Seaton then sought underinsured motorist (UIM) coverage under the three automobile policies she maintained with Shelter Mutual Insurance Company. Shelter provided UIM coverage pursuant to one of the policies but denied UIM coverage under the other two policies, asserting that Chelsea was not a defined insured for UIM coverage.
Seaton filed a declaratory judgment action against Shelter, seeking a declaration that UIM coverage existed for Chelsea and alleging breach of contract. Seaton and Shelter filed cross-motions for summary judgment. The court entered summary judgment in favor of Seaton. Shelter appealed.
On appeal, Shelter argued that the lower court erred in granting summary judgment in Seaton’s favor because Chelsea was not an “insured” under the policies’ unambiguous language. Shelter also argued that the court erred in finding that the policies were internally inconsistent.
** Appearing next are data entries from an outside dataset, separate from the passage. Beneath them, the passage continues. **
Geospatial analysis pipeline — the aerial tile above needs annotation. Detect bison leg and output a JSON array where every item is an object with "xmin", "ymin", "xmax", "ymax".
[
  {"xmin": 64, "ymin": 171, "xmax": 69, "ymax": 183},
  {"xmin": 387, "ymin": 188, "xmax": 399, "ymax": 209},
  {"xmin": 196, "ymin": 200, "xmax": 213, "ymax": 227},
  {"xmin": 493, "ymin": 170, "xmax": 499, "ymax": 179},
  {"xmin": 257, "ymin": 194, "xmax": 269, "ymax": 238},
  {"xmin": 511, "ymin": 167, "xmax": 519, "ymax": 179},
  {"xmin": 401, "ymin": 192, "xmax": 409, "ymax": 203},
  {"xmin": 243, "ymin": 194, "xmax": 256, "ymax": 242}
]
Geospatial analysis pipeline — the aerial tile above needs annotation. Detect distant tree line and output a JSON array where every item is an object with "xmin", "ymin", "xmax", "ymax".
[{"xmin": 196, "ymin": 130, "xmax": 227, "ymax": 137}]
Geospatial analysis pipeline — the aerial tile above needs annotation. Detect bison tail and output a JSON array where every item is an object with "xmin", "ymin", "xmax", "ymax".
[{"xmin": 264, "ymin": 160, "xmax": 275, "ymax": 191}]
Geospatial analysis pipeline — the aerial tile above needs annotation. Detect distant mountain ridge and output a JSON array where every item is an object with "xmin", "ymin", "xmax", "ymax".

The UIM endorsements on Shelter’s policies provided that Shelter would pay uncompensated damages, subject to stated limitations, when “an insured sustains bodily injury as a result of an accident involving the use of an underinsured motor vehicle … .” (Emphasis added). Immediately thereafter, the endorsements set forth “additional and replacement definitions.” The policy defined “insured” to be:
(b) any relative; and
(c) any individual occupying the described auto who is listed in the Declarations as an ‘additional listed insured’, if:
(i) that individual does not own a motor vehicle; and
(ii) that individual’s spouse does not own a motor vehicle.
(Emphasis in original.)
The policies stated: “You means any person listed as a named insured in the Declarations … .” Further, Shelter defined a “named insured” as “any person listed in the Declarations under the heading ‘Named Insured.’ It does not include persons listed under other headings unless they are also listed under the heading ‘Named Insured.’” (Emphasis in original.)
According to the supreme court, Chelsea Seaton failed to meet the definition of an insured who was entitled to UIM coverage. First, the court said, Chelsea did not meet the definition of “you” when applying the plain language of the policies’ terms. Second, the policies provided coverage for a “relative.” The term “relative” was defined as “an individual related to you by blood, marriage, or adoption, who is primarily a resident of, and actually living in, your household … . Relative does not mean any individual who owns a motor vehicle … .” Seaton acknowledged that her daughter had owned a motor vehicle.
Finally, the court said, Chelsea did not meet the definition of “insured,” which provided coverage for an “individual occupying the described auto … .”The court noted that it was undisputed that Chelsea was a passenger in Deaton’s vehicle at the time her injuries occurred. She was not an occupant of either vehicle insured by the Shelter policies. Pursuant to the plain language of the policies, Chelsea was not an insured and was not entitled to UIM coverage.
The judgment of the trial court was reversed, and the case was remanded.
Seaton v. Shelter Mutual Insurance Company—Supreme Court of Missouri—June 4, 2019—No. SC 97511.